Umstrukturierung der Kernstadt Ost in Lippstadt


  • Anerkennung

    Modell - modellwerk weimar

    Modellbauer
    modellwerk weimar | Architekturmodelle, Modellbau, Frässervice, Laserservice, Weimar (DE) Büroprofil

    In Zusammenarbeit mit:
    Architekten: raumwerk Gesellschaft für Architektur und Stadtplanung mbH, Frankfurt am Main (DE)
    Landschaftsarchitekten: club L94, Köln (DE)

    Preisgeld
    10.000 EUR

    Erläuterungstext
    Liegt nicht vor.

    Beurteilung durch das Preisgericht

    Die Verfasser schlagen eine starkes und gut nachvollziehbares Konzept mit einer strengen und klaren städtebaulichen Struktur vor. Die Geste der »Grüne Quartiersmitte«, die sich aus dem »Grünen Winkel« in das Quartier entwickelt, ist dem Grunde nach gut nachvollziehbar und stellt ein auf den ersten Blick überzeugendes Bild dar. Auch die verkehrliche Erschließung folgt der Klarheit des Gesamtkonzeptes. Eine Umfahrung des Quartiers mit drei gro¬ßen dezentralen Stellplatzanlagen ermöglicht eine autofreien »Mitte«, die überzeugt. Die Baumassenverteilung im Süden, im Anschluss am »HELLA Globe«, kräftig und drei- bis vier-geschossig, zum »Grünen Winkel« und zur Innenstadt hin kleinstrukturierter und überwiegend dreigeschossig, ist grundsätzlich nachvollziehbar. Die Schwäche der Arbeit liegt in ihrer scheinbaren Stärke. Die grüne Mitte ist in ihrer Dimension für den engeren Kontext des Quartiers und auch für den weiteren Kontext der gesamten Stadtstruktur unangemessen groß. Mit der vorgeschlage¬nen räumlichen Fassung im Süden, im Bereich des so genannten «urbanen Zentrums« wird die Chance einer räumlichen Anbindung und somit der Integration des »HELLA Globe« in das Quartier verpasst. Die Möglichkeit zur Integration der Steinstrasse mit dem dort heute befindlichen Parkplatz wird von den Verfassern nur ungenügend genutzt.

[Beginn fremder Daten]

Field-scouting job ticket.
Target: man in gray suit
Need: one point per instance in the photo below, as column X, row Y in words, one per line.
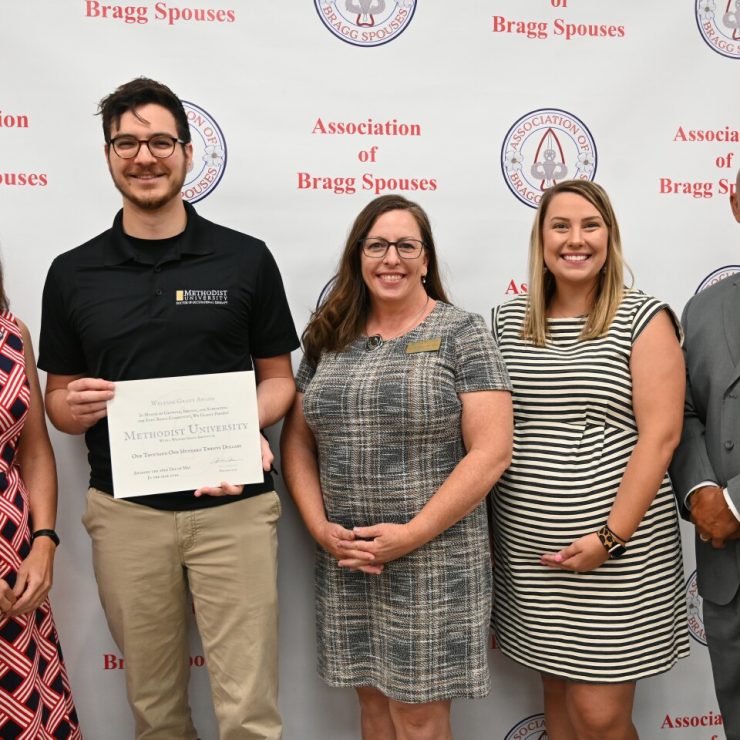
column 706, row 473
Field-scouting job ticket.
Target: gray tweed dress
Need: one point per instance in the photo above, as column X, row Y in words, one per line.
column 387, row 429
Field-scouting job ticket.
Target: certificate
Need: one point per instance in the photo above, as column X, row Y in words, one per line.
column 178, row 434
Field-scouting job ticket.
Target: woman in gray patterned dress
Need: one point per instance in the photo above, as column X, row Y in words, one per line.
column 401, row 426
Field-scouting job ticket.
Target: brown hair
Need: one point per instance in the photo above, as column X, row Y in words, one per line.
column 610, row 288
column 341, row 317
column 138, row 92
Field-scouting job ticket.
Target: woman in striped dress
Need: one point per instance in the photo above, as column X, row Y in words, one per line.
column 35, row 696
column 589, row 577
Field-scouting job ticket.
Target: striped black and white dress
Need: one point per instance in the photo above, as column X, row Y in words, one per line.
column 574, row 433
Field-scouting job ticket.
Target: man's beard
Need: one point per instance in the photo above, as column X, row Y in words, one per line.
column 146, row 201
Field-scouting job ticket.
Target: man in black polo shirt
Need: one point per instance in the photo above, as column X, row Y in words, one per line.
column 166, row 293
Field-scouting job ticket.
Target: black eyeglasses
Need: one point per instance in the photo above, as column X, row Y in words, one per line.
column 160, row 146
column 376, row 247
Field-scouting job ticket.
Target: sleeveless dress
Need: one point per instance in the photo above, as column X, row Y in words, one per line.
column 387, row 429
column 35, row 697
column 574, row 433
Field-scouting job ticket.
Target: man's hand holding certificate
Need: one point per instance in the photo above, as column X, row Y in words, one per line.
column 185, row 433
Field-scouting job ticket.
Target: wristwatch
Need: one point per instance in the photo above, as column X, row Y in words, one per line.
column 612, row 545
column 50, row 533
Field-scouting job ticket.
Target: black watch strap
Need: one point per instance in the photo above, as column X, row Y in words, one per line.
column 50, row 533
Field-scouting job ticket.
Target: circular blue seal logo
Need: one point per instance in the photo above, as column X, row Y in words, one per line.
column 715, row 277
column 531, row 728
column 366, row 22
column 209, row 154
column 693, row 609
column 719, row 25
column 544, row 147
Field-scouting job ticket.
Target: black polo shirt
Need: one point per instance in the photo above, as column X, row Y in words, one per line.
column 206, row 301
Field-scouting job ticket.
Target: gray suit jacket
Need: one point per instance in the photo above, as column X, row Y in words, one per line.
column 710, row 442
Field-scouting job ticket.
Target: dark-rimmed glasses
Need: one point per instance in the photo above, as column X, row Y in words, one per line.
column 160, row 146
column 376, row 247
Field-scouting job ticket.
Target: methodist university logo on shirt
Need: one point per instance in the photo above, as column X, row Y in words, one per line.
column 366, row 22
column 719, row 25
column 209, row 154
column 201, row 297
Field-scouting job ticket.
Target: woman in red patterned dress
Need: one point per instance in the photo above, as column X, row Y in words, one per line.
column 35, row 697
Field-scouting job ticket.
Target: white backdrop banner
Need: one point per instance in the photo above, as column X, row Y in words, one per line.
column 301, row 112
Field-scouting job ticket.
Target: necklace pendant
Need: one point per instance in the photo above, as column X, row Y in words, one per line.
column 373, row 342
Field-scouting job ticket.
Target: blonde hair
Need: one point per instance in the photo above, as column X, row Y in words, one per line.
column 610, row 288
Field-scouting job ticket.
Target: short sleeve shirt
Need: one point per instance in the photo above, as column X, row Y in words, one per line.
column 207, row 301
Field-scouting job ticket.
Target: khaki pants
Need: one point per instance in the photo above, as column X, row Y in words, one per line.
column 145, row 562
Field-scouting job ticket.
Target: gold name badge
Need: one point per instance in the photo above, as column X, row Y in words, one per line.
column 425, row 345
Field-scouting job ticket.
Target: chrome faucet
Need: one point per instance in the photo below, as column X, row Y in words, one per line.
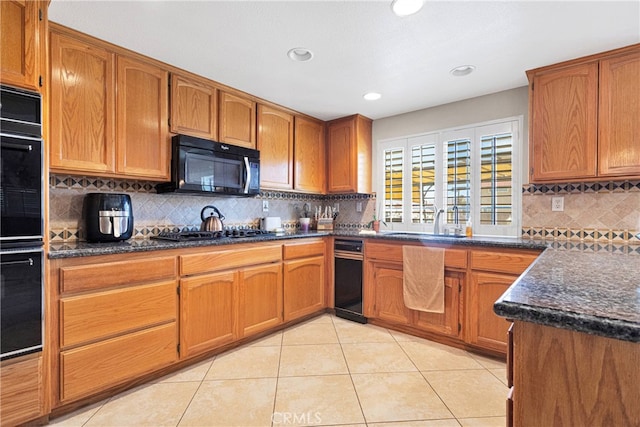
column 436, row 225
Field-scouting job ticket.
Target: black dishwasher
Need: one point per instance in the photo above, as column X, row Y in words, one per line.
column 348, row 256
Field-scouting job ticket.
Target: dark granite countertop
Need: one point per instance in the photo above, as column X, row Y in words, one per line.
column 591, row 291
column 83, row 249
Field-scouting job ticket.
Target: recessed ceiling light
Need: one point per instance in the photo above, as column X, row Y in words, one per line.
column 372, row 96
column 406, row 7
column 300, row 54
column 463, row 70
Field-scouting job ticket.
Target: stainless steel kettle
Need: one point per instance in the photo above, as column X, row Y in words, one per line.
column 211, row 223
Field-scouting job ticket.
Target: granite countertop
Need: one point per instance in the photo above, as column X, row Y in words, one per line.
column 596, row 292
column 83, row 249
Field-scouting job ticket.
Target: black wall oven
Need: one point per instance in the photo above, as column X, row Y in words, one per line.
column 21, row 222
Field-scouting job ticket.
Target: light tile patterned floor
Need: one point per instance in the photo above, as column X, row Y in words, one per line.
column 326, row 371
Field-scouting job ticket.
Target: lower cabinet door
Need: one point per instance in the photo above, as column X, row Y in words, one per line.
column 303, row 287
column 208, row 312
column 260, row 305
column 487, row 329
column 444, row 323
column 94, row 367
column 21, row 391
column 389, row 298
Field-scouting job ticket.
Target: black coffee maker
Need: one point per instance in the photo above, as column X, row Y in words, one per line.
column 108, row 217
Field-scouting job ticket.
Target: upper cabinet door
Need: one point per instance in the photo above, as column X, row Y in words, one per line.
column 619, row 125
column 237, row 120
column 564, row 123
column 349, row 155
column 275, row 142
column 82, row 106
column 309, row 156
column 142, row 138
column 341, row 157
column 20, row 30
column 193, row 107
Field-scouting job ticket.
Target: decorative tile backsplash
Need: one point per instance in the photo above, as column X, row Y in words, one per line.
column 605, row 212
column 593, row 212
column 170, row 211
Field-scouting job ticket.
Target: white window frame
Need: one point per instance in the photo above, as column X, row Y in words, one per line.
column 439, row 138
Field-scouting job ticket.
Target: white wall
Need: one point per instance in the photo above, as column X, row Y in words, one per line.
column 509, row 103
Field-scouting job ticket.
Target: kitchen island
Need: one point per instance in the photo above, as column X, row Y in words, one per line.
column 575, row 342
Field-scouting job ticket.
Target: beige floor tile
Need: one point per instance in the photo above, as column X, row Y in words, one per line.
column 489, row 362
column 77, row 418
column 317, row 400
column 451, row 422
column 274, row 339
column 310, row 333
column 399, row 336
column 246, row 362
column 401, row 396
column 160, row 404
column 376, row 357
column 323, row 318
column 195, row 372
column 312, row 359
column 484, row 422
column 353, row 332
column 430, row 356
column 501, row 374
column 244, row 402
column 470, row 393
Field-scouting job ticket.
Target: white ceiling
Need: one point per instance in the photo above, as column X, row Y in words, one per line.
column 359, row 46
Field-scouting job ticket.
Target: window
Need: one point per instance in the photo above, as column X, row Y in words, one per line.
column 466, row 173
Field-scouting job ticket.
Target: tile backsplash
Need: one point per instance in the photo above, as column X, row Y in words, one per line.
column 593, row 212
column 600, row 211
column 156, row 212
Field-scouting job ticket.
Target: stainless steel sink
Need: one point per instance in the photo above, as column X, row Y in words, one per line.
column 421, row 235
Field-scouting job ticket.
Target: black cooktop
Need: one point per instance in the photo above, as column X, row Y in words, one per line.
column 184, row 236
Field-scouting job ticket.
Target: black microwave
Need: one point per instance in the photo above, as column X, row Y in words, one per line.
column 201, row 166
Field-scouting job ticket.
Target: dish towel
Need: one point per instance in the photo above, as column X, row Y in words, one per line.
column 423, row 284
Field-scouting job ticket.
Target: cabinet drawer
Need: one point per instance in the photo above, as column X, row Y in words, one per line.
column 502, row 262
column 229, row 258
column 110, row 274
column 95, row 367
column 302, row 250
column 453, row 258
column 100, row 315
column 21, row 391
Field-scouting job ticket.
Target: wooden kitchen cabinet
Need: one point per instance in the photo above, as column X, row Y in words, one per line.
column 22, row 28
column 142, row 138
column 194, row 107
column 385, row 296
column 82, row 128
column 111, row 328
column 349, row 155
column 109, row 110
column 275, row 142
column 585, row 116
column 208, row 312
column 565, row 377
column 236, row 119
column 309, row 156
column 227, row 294
column 22, row 393
column 303, row 279
column 388, row 295
column 260, row 299
column 619, row 116
column 493, row 272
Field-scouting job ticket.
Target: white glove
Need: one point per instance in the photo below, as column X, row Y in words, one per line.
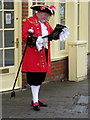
column 39, row 43
column 64, row 34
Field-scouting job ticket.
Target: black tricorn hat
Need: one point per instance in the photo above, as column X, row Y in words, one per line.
column 44, row 8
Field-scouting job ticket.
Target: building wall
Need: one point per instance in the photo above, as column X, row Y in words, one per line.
column 59, row 68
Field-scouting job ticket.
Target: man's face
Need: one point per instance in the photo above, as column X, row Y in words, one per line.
column 43, row 16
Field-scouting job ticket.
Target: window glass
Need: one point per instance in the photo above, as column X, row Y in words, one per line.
column 1, row 58
column 9, row 38
column 0, row 19
column 9, row 5
column 0, row 39
column 9, row 57
column 8, row 19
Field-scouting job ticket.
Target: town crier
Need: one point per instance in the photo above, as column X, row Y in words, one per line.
column 36, row 62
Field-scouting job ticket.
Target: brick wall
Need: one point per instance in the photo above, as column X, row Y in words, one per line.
column 59, row 69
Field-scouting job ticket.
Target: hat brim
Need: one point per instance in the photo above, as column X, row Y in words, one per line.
column 37, row 8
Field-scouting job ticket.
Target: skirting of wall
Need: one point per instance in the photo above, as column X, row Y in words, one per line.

Weder findet hier eine »organische, strukturelle« Verknüpfung mit dem Kontext statt, noch eine klare Trennung von dieser mit eindeutigen und gute ausformulierten Quartierseingängen. Die Arbeit erfüllt die quantitativ geforderten Leistungen umfänglich. Die Jury betrachtet den Beitrag kontrovers, würdigt hierbei vor allem den mutigen und klaren Entwurfsansatz, an dem sie grundlegende Themen diskutieren konnte - die Anbindung an den nördliche Grünraum, die Angemessenheit der Räume, die Verträglich an Zentralität und die Bedeutung der Verknüpfung mit dem baulichen Kontext.